Cilveli Kahve’nin kökeni, Osmanlı döneminde kız isteme törenlerine dayanıyor. Geleneğe göre, eğer gelin adayı damat adayını beğenmişse ona cilveli kahve yaparak bunu belli eder, aksi durumda ise sade Türk kahvesi sunardı. Ancak zamanla bu kahve, Osmanlı sarayında şehzadeler ve yeniçeriler için yapılan bir çeşit haline dönüşmüştür.

Şehrin tescilli lezzeti: Cilveli kahve

Bu geleneksel kahve, Manisa’da hala büyük bir ilgiyle tüketiliyor. 2009 yılında Şehzadeler ilçesindeki Tarihi Yeni Han’da patenti alınarak koruma altına alınan Cilveli Kahve, bugün bölgenin kültürel miraslarından biri olarak biliniyor.

Normal bir Türk kahvesinin üzerine eklenen özel bir badem ve baharat karışımı ile farklılaşıyor. Çifte kavrulmuş ve öğütülmüş bademlerin üzerine muskat ve tarçın eklenmesi, kahveye hem aroma hem de lezzetini arttırıyor. Özellikle çifte kavrulmuş bademler, kahvenin köpüğüne serpiştirildiğinde kahve ile uyum içinde enfes bir tat ortaya çıkartıyor.

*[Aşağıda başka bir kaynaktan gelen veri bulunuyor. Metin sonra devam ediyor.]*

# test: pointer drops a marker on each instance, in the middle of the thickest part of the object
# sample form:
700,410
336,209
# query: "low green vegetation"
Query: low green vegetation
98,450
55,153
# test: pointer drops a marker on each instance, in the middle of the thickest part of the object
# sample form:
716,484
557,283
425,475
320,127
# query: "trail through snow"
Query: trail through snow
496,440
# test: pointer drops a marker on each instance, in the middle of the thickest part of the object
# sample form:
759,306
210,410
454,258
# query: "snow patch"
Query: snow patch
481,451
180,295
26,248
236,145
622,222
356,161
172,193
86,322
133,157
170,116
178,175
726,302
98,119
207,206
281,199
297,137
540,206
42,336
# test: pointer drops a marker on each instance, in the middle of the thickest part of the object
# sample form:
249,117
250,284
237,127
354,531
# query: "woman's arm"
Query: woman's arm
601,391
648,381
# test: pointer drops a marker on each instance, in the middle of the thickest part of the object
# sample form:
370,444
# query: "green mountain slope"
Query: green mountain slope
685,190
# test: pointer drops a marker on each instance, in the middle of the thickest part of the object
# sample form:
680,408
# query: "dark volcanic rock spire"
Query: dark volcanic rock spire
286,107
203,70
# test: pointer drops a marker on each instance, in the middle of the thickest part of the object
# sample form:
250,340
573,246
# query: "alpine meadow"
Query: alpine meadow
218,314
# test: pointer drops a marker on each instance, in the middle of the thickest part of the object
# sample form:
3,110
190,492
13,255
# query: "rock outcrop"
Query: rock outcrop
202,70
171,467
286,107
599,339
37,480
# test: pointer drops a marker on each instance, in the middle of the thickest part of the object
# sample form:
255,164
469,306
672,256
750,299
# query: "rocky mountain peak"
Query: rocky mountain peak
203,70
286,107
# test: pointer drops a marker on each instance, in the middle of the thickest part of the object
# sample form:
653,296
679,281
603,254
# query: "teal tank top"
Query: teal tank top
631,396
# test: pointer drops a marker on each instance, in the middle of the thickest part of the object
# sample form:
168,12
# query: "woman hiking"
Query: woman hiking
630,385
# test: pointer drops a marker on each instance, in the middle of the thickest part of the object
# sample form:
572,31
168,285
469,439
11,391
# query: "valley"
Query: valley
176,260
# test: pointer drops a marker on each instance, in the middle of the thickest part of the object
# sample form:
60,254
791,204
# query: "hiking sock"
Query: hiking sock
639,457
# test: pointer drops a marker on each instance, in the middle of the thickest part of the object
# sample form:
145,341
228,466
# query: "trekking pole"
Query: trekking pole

'Manisa’nın Kaybolan Tarihi' anlatıldı 'Manisa’nın Kaybolan Tarihi' anlatıldı

Peki bu kahvenin yapılışı nasıldır?

Bu kahve, temelinde klasik bir Türk kahvesi tarifine dayanıyor. Ancak farkını, üzerine eklenen badem ve baharat karışımıyla yaratıyor. İşte Cilveli Kahve’nin yapımında kullanılan malzemeler:

- 1 tatlı kaşığı Türk kahvesi

- 1 fincan soğuk su

- Tercihe göre 1 adet küp şeker

- Çifte kavrulmuş ve öğütülmüş badem (susam tanesi kadar küçük öğütülmüş)

- Tarçın ve muskat

Kahve, geleneksel bakır cezvede pişirildikten sonra, üzerine badem, tarçın ve muskat karışımı ekleniyor. Bu özel karışım, hem kahvenin sıcaklığını muhafaza ediyor hem de kahvenin tadını derinleştiriyor. Ayrıca bu karışım sayesinde kahve içerken, kaşıkla bademleri alıp keyifle tüketmek mümkün oluyor.

Cilveli Kahve, sadece bir içecek olarak değil, aynı zamanda keyifli bir ritüel olarak da ön plana çıkıyor. Yanında sunulan küçük bir kaşıkla önce kahvenin üzerindeki bademler yeniyor, ardından kahve içiliyor.